[PATCH] D33866: [DAGCombiner] loosen restriction for creating narrow vector load from extract(wide load)

Sun Jun 4 07:34:39 PDT 2017

spatel added inline comments.

================
Comment at: test/CodeGen/X86/vec_int_to_fp.ll:3669
 ; AVX512F-NEXT:    vinsertps {{.*#+}} xmm2 = xmm3[0],xmm2[0],xmm3[2,3]
 ; AVX512F-NEXT:    vextracti32x4 $1, %zmm0, %xmm0
 ; AVX512F-NEXT:    vmovq %xmm0, %rax
----------------
niravd wrote:
> We're only partially converting the load-extracts here. there should only be a load to zmmX and extracts or 4 direct loads to xmmX. 
Agreed - that's what I meant in the description when I said that these diffs might be seen as bugs in isExtractSubvectorCheap().

In this case, x86 has made it cheap to extract from index 0 or one other index:

  return (Index == 0 || Index == ResVT.getVectorNumElements());

Clearly, this was only tested with cases where we are extracting a half-sized vector.
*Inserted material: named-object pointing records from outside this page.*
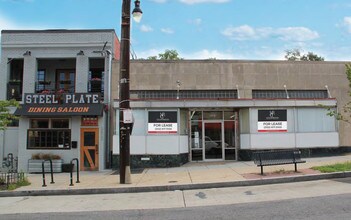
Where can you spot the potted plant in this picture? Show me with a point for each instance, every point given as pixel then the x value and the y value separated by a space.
pixel 35 163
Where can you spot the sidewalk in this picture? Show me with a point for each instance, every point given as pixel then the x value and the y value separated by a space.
pixel 189 176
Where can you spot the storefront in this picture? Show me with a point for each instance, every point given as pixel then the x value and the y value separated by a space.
pixel 203 111
pixel 65 125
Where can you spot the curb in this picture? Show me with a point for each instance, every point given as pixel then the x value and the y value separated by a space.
pixel 140 189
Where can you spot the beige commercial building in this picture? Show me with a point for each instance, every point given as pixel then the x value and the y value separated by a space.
pixel 216 110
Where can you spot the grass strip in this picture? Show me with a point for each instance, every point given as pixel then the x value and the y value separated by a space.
pixel 338 167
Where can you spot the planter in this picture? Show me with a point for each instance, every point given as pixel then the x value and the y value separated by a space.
pixel 67 167
pixel 35 166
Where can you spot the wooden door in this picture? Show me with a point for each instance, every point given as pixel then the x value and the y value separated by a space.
pixel 89 149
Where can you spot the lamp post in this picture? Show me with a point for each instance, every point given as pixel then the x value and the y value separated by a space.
pixel 124 107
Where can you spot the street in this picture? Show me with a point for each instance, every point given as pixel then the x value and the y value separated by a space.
pixel 324 199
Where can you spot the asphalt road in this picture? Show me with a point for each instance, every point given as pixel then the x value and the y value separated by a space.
pixel 319 208
pixel 324 199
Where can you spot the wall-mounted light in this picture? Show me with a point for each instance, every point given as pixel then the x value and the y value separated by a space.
pixel 27 53
pixel 80 53
pixel 286 91
pixel 137 13
pixel 179 83
pixel 237 90
pixel 329 95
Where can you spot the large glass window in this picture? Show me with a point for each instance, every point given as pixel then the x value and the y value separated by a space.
pixel 66 80
pixel 14 86
pixel 314 120
pixel 49 133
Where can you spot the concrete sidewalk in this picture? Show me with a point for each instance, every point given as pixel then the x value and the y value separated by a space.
pixel 189 176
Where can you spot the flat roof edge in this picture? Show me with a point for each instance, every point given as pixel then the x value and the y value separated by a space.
pixel 57 31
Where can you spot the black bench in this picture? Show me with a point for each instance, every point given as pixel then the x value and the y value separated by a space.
pixel 270 158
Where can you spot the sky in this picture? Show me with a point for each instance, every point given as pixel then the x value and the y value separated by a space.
pixel 202 29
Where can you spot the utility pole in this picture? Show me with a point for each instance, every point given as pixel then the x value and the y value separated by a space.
pixel 124 105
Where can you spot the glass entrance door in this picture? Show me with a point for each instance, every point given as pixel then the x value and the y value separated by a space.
pixel 89 151
pixel 212 141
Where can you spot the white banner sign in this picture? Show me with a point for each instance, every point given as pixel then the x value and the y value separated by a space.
pixel 272 126
pixel 162 128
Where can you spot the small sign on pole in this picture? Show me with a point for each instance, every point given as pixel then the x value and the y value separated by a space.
pixel 127 116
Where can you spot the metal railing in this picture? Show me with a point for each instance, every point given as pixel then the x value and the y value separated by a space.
pixel 43 171
pixel 71 173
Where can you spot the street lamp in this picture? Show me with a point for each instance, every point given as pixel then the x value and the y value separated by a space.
pixel 124 107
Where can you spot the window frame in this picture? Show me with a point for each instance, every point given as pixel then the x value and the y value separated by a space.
pixel 49 138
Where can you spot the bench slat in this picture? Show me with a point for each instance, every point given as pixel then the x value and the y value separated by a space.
pixel 270 158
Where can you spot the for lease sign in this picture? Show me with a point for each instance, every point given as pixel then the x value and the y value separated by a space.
pixel 272 121
pixel 162 122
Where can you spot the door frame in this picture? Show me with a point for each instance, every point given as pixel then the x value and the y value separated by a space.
pixel 83 148
pixel 204 122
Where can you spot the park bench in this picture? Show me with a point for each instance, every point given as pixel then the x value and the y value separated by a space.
pixel 277 157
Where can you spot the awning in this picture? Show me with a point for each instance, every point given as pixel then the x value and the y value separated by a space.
pixel 59 110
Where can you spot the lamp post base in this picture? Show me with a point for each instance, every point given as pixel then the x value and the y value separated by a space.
pixel 128 177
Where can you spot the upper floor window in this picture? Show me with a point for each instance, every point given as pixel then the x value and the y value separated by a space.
pixel 65 80
pixel 14 85
pixel 294 94
pixel 49 133
pixel 96 81
pixel 184 94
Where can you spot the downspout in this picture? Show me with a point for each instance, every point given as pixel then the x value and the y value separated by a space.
pixel 108 114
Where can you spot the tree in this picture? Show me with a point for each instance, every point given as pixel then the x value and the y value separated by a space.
pixel 5 116
pixel 295 55
pixel 346 109
pixel 167 55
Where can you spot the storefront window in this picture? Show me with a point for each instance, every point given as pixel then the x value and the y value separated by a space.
pixel 49 133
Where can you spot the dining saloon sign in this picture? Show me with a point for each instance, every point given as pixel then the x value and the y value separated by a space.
pixel 162 122
pixel 272 121
pixel 61 104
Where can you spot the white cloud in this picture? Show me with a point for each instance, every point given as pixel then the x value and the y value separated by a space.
pixel 243 32
pixel 196 21
pixel 347 24
pixel 190 2
pixel 296 34
pixel 146 28
pixel 246 32
pixel 167 30
pixel 207 54
pixel 159 1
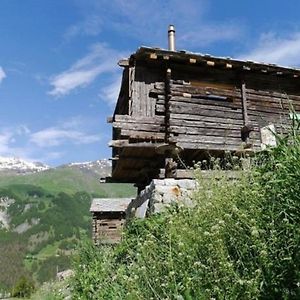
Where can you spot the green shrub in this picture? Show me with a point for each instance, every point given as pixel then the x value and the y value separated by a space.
pixel 241 240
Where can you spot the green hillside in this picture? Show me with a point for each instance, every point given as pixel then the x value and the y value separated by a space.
pixel 70 180
pixel 48 215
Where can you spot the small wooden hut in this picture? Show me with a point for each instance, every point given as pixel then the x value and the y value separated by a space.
pixel 108 219
pixel 176 107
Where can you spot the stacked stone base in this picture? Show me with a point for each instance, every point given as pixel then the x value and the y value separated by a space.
pixel 159 194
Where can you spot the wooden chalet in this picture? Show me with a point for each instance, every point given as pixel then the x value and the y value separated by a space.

So it misses 2 out of the N/4 possibilities for AVX512 in this test.

I think this change is still an improvement (but not ideal of course), but my goal with this patch was really to answer the questions for the non-x86 diffs. I could just skip this step and post the more liberal patch with more test diffs if that seems better.

https://reviews.llvm.org/D33866